Think big!
How much data will the biggest and longest expedition to the Arctic produce?
Written by Atmospheric Scientist, Amelie Kirchgaessner
In September 2019 the German research icebreaker Polarstern will depart from Tromsø, Norway, for the international project MOSAiC (Multidisciplinary drifting Observatory for the Study of Arctic Climate). Once it has reached its destination in the sea ice, it will spend the next year drifting through the Arctic Ocean, trapped in the ice. A total of 600 people from 17 countries, who will be supplied by other icebreakers and aircraft, will participate in the expedition – and several times that number of researchers will subsequently use the data gathered to take climate and ecosystem research to the next level. I am one of the ones lucky enough to be involved in this endeavour through a NERC funded project “Sea Salt Aerosol Above Arctic Sea Ice – sources, processes & climate impact” (SSAASI-CLIM).

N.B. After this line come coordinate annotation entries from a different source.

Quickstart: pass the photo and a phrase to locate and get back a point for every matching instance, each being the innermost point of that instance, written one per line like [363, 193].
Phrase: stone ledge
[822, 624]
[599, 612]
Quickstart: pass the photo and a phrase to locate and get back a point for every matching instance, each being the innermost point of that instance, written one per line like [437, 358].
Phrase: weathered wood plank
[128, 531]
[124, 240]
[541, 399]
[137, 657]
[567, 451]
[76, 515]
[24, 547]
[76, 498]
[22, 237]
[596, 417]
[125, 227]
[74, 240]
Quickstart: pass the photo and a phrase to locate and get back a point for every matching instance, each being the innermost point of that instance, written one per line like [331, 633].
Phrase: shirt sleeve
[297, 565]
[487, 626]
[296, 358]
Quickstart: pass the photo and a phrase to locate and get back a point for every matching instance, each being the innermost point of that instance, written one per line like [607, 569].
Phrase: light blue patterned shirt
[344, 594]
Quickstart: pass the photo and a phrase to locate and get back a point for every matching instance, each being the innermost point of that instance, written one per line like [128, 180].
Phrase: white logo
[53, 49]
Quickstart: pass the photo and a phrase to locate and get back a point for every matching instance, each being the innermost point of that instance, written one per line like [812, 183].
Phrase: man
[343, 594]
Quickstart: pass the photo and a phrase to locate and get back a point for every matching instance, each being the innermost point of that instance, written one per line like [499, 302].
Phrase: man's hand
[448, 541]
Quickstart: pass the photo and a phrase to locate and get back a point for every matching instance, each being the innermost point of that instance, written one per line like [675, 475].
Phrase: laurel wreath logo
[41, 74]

So, a little bit of background to give you an idea of the overall scale. The year-long measurements of atmosphere, ocean, sea-ice, biogeochemistry and ecosystem are organised through eight topical working groups. The pure scale and logistical complexity of the expedition, the multitude of observations, and the sheer number of participating scientists and institutions make good data management vital for the short term and long-term success of the endeavour. Just imagine that three years down the line I may want data from another group and find it has been accidentally deleted as not relevant, is in a format that is impossible to read, is incompletely documented, or no one really knows where it is, and the person who collected it, has moved on in the meantime.

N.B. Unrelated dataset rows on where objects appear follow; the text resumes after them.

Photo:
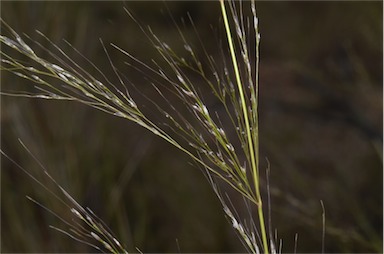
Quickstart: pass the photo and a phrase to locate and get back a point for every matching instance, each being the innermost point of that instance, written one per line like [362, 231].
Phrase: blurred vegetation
[320, 128]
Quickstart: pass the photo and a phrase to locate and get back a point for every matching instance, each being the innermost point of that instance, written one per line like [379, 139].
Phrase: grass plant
[195, 130]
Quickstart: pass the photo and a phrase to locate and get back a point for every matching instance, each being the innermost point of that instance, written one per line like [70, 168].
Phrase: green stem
[248, 130]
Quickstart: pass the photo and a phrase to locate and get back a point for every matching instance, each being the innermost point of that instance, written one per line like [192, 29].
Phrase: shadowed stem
[251, 143]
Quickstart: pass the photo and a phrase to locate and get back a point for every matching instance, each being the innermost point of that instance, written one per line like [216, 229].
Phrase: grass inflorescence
[197, 131]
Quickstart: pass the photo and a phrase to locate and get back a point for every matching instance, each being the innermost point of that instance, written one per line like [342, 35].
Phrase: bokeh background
[321, 118]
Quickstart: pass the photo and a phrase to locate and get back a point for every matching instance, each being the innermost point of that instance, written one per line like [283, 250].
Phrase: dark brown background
[320, 128]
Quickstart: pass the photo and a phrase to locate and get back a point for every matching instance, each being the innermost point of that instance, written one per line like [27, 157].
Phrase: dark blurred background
[320, 127]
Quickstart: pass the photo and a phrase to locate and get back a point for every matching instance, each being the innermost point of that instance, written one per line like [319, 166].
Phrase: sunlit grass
[200, 133]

My training with Data Tree not only was a good general reminder of this, but more importantly made me aware of all the details that we will need to consider.
The centrepiece of the expedition will be the ship-based ice camp with comprehensive instrumentation to thoroughly observe processes within the atmosphere, ice, and ocean. This central, intensive observatory will be embedded within a constellation of distributed measurements made by buoys, ice-tethered profilers, remote stations, underwater drifters, unmanned aerial systems, aircraft, additional ships, and satellites.
Produced by AWI Graphic
For our SSAASI-CLIM’s little part of the
bigger whole, we will have three groups of measurements. We will have
instruments installed on the crow’s nest of the ship, measuring continuously
over the entire 12 months. We will have a specially modified shipping container
on the deck that we have turned into a lab for the analysis of air samples,
which are drawn from outside to pass through various filter systems and
instruments in the container. The third group will be episodic measurements,
when conditions are interesting and permitting. These are measurements by
heli-kite, a helium-aided kite that allows profiled measurements up to 1000m
above the surface. We will attach instruments to the heli-kite that capture
chemical and physical properties along this profile. Further episodic
measurements will be done with a Spectrometer for Ice Nuclei, an instrument
that cannot run for more than a few hours at a time and needs a lot of looking
after when in operation.
Three examples: One of the optical particle detectors in the lab has so far only been used on a research aircraft for a maximum of five and a half hours. Fortunately, output is only a short string of numbers, so extrapolated to 365 days, it will only use up 3 Gigabyte of data space.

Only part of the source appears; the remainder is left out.